Charlene’s CD Mediterranean, featuring the first Piano Concerto by Maltese national composer Charles Camilleri and recorded for Naxos, was launched as part of the celebrations associated with Valletta being the capital of European Culture in 2018 and has received rave reviews internationally.

Charlene’s grandfather played the piano alongside the late composer Charles Camilleri in the former’s Ħamrun home.  With her late father’s encouragement, Charlene got in touch with Charles: “It was a relief to find someone so passionate about everything Maltese, as I am myself, and who’d gone down such an impressive road”. They first met in 2000, right after her first performance as a soloist with the Malta National Orchestra and she loved his sense of humour, especially about music.

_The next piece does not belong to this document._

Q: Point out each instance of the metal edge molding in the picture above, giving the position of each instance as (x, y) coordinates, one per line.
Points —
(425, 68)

Charlene lives with her young family in Croatia, her husband Franko Bozac’s home country, and where she has been awarded a full-time post as piano professor at the Academy of Music in Pula. Future engagements include a recording of a newly-composed concerto for Parma recording company, as well as a number of concerts, most importantly, one with renowned violinist Anton Sorokow,  leader of the Vienna Symphony Orchestra with whom Charlene will be sharing the stage in the Czech Republic in June.

Charlene dreams of playing one day with her childhood idol, Martha Argerich.  “I would touch the sky with my finger if I were to be directed by the late Claudio Abbado or by the young but very intense Gustavo Dudamel. I would like to do a Lieder concert with Waltraud Meier or with Jonas Kaufmann, but what pianist wouldn’t want that?”